Benedict freshman Dajana Baker, 19, of Greenville, S.C., said it’s important that Sanders continue to discuss issues involving race. “If we continue to ignore that in this country, it’s just creating denial and deceit,” said Baker, who is undecided on who she will support in 2016.
People who say they’re fed up with income inequality also have been drawn to Sanders’ proposals to help poor and middle class Americans, such as providing free college tuition at public schools, creating jobs with infrastructure investments and raising the federal minimum wage to $15-an-hour.
Becky Morton, 60, of Charlotte, was among about 3,000 who attended a rally at Winthrop University in nearby Rock Hill, S.C., on Saturday. She said jobs and social safety net issues are her concerns after being laid off by a major air carrier three months ago. “He’s probably far more to the left than I’ve ever been,” said Morton. “But…at least he’s pulling the conversation back to where I think the Democratic Party should be. Whether he has a chance at the nomination, that’s an open question.”
A CBS News/YouGov poll, released Sunday, showed Sanders leads Clinton by 10 percentage points in Iowa and 22 percentage points in New Hampshire, neighbor to Vermont. The poll showed 23 percent of South Carolina’s likely Democratic voters supported Sanders, compared to 46 percent for Clinton and 22 percent for Vice President Joe Biden, who has not entered the race. A Public Policy Polling survey of South Carolina Democratic voters released Sept. 9 showed only 9 percent supported Sanders.
Scott Huffmon, director of the Winthrop Poll, said Sanders’ difficulty is that his rallies have been drawing attendees who are predominantly white and young when black voters are likely to make up more than half of the Democratic primary electorate in the Palmetto state. “He needs to make himself known to this group that’s going to be absolutely critical,” he said.
Rep. Jim Clyburn, the state’s only Democrat in Congress, said he expects Clinton to sweep South Carolina – under present conditions. Clinton, who came in second in the 2008 South Carolina primary, has lined up support from dozens of mayors and community officials along with two former governors.

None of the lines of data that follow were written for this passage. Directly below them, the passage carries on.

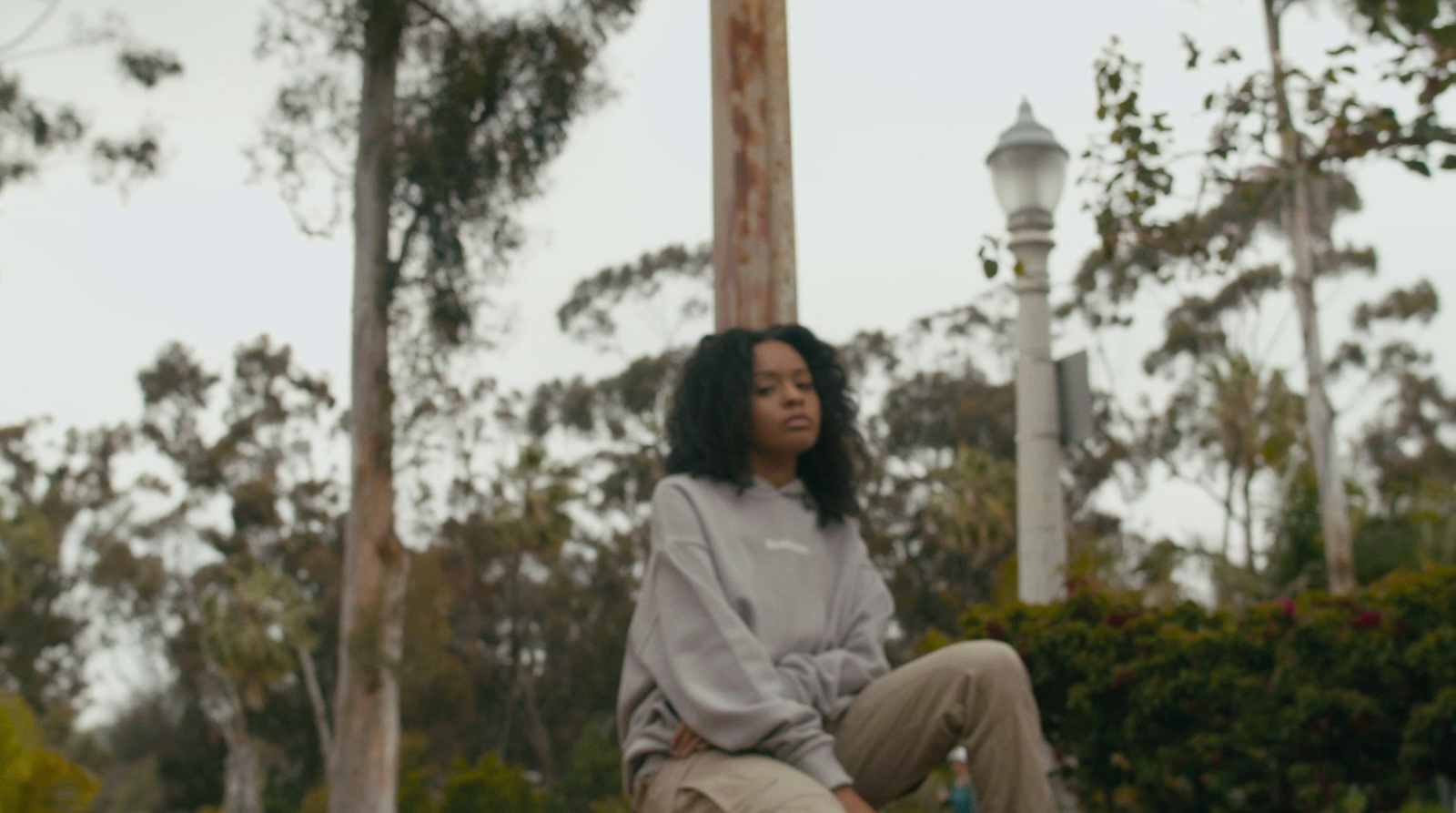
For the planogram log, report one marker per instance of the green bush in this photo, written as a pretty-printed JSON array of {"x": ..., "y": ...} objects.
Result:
[
  {"x": 1290, "y": 706},
  {"x": 33, "y": 777}
]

But Clyburn said the race here could be impacted greatly by outcomes in Iowa and New Hampshire, whether Vice President Joe Biden enters the race, and Clinton’s Oct. 22 congressional testimony on her role leading up to the 2012 terrorist attack in Benghazi, Libya. “A lot depends on how that hearing comes out,” said Clyburn, who won’t endorse a candidate until after the primary. “That could impact everything.”
Sanders plans to open more offices in South Carolina. But he’s also planning to invest in staff and look into advertising in Super Tuesday states and beyond. He scheduled events on Sunday in North Carolina and on Monday in Virginia, including a speech at the evangelical Christian Liberty University.
“We are now preparing for a full national campaign that goes beyond the first four states and given the enthusiasm that I am seeing as I go around this country, to be honest with you, we are feeling very, very good about where we are,” he said.